The modulation of the C _H 2 structure by proteolytic enzymes could also be observed for the membrane-bound proteins CD4 on T lymphocytes or monocytes and CD54 on monocytes. In the cases of the CD4 and CD54 molecules, the action of trypsin leads to a reduction in the receptor epitope density on the cells. Trypsin has a similar effect on the receptor protein CD31 of B cells.

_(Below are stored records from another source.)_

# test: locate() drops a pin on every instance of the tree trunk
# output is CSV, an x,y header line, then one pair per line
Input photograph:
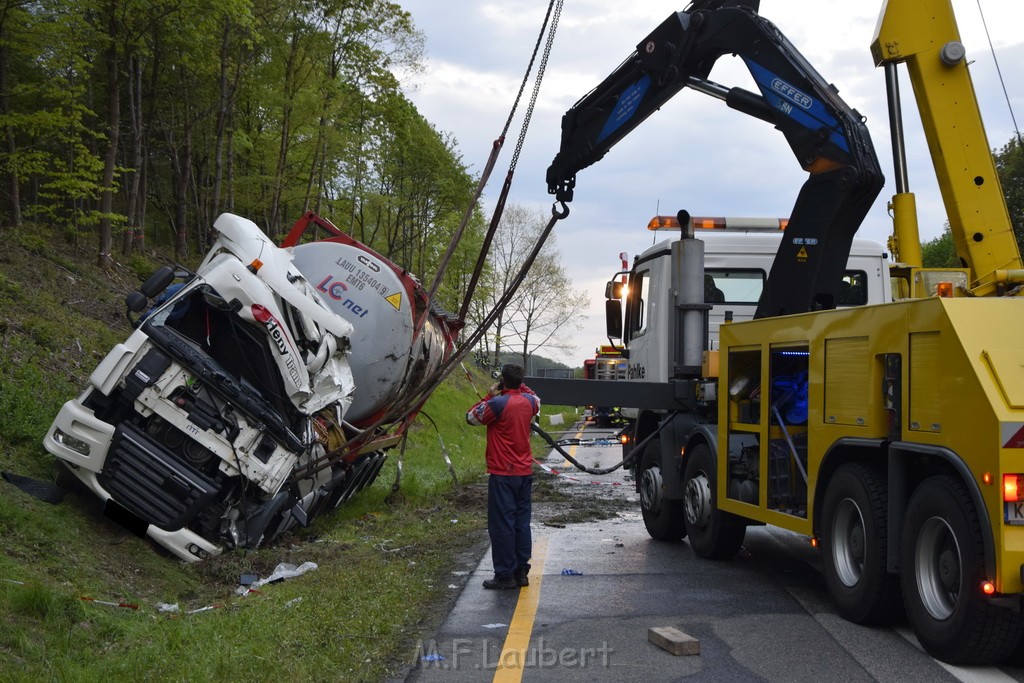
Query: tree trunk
x,y
133,236
12,180
113,126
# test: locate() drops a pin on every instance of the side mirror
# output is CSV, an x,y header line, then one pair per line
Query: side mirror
x,y
158,282
613,317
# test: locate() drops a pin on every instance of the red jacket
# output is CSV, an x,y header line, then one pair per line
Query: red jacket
x,y
508,418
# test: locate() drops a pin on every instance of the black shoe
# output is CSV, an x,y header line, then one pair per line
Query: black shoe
x,y
500,584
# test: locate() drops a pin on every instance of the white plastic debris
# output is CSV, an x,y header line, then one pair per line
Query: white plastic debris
x,y
285,570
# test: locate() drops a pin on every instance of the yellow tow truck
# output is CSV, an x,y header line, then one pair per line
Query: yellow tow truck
x,y
890,434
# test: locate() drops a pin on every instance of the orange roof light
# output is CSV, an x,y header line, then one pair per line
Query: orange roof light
x,y
719,223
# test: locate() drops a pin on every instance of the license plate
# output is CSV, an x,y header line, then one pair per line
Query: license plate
x,y
1014,513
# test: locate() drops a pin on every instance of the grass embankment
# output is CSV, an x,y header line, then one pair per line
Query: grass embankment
x,y
384,559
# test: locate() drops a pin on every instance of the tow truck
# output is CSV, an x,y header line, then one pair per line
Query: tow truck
x,y
889,434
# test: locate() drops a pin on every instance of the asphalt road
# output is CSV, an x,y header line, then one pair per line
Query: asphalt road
x,y
597,588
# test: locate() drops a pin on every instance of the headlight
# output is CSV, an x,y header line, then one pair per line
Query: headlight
x,y
76,444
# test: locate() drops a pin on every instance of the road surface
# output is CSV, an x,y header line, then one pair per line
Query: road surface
x,y
598,587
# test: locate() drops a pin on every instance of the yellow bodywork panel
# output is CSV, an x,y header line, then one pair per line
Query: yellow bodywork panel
x,y
955,392
926,379
1007,367
847,383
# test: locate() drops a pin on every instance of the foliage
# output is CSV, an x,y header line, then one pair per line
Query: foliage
x,y
940,252
1010,166
384,559
146,120
545,308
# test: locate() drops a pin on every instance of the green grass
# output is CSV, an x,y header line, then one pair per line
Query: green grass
x,y
384,558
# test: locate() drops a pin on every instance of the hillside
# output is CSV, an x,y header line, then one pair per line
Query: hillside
x,y
384,559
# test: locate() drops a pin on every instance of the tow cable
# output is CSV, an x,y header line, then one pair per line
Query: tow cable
x,y
627,461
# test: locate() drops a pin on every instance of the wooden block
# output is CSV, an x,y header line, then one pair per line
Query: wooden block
x,y
673,640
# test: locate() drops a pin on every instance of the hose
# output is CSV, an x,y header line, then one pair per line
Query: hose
x,y
627,461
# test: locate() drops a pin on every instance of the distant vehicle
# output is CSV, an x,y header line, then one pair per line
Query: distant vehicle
x,y
607,364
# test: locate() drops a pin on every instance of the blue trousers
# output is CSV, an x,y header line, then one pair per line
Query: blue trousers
x,y
508,522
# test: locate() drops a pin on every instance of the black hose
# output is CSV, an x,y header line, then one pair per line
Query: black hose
x,y
627,461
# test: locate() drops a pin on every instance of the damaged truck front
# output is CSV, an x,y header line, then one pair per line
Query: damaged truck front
x,y
217,423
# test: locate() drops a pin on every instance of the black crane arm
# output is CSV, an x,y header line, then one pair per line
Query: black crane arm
x,y
828,138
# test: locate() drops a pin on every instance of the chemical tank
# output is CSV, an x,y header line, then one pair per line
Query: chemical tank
x,y
390,354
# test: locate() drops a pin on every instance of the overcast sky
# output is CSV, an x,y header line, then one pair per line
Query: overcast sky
x,y
694,154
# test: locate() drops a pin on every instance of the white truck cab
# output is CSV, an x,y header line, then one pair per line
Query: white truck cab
x,y
737,255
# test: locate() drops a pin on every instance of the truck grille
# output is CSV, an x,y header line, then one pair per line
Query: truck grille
x,y
146,478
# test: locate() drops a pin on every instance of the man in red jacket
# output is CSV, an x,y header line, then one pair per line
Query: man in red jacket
x,y
507,412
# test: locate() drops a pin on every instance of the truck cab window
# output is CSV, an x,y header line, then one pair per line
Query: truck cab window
x,y
853,289
636,314
733,285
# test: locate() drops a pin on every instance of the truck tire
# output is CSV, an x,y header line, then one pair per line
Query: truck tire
x,y
663,518
854,547
714,535
943,564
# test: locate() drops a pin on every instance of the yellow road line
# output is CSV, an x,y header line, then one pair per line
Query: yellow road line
x,y
513,656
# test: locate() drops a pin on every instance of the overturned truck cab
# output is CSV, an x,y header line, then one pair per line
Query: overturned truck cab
x,y
224,419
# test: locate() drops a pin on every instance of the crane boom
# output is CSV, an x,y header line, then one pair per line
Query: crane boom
x,y
828,137
924,36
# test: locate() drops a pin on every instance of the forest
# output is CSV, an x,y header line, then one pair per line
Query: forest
x,y
133,124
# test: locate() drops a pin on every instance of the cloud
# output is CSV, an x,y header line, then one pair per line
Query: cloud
x,y
694,154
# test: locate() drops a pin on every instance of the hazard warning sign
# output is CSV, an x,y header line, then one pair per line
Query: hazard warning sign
x,y
1013,434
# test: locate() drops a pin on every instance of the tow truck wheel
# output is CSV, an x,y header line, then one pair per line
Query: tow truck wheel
x,y
663,518
854,546
943,564
714,535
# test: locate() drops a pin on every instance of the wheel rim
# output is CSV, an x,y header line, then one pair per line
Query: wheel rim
x,y
938,567
698,501
650,489
848,542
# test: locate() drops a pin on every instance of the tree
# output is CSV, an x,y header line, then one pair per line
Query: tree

The above-described use of proteolytic enzymes according to the invention thus makes it possible to effectively treat a wide spectrum of the most diverse diseases in whose formation at least one protein with a C _H 2 domain is involved, such as, for example, complement-mediated inflammatory reactions.

Claims (7)

1. Use of at least one proteolytic enzyme for the manufacture of a medicament for the treatment of a disease, the development of which involves at least one protein containing at least one C _H 2 domain. 2. Use according to claim 1, characterized in that as a proteolytic enzyme papain and / or trypsin is used. 3. Use according to claim 2, characterized in that Trypsin is used as the proteolytic enzyme. 4. Use according to claim 2, characterized in that papain is used as the proteolytic enzyme. 5. Use according to one of claims 1 to 4, characterized characterized that a protein of Immunoglobulin superfamily at the onset of the disease is involved. 6. Use according to claim 5, characterized in that an immunoglobulin at the onset of the disease is involved. 7. Use according to claim 6, characterized in that Complement-mediated inflammation can be treated.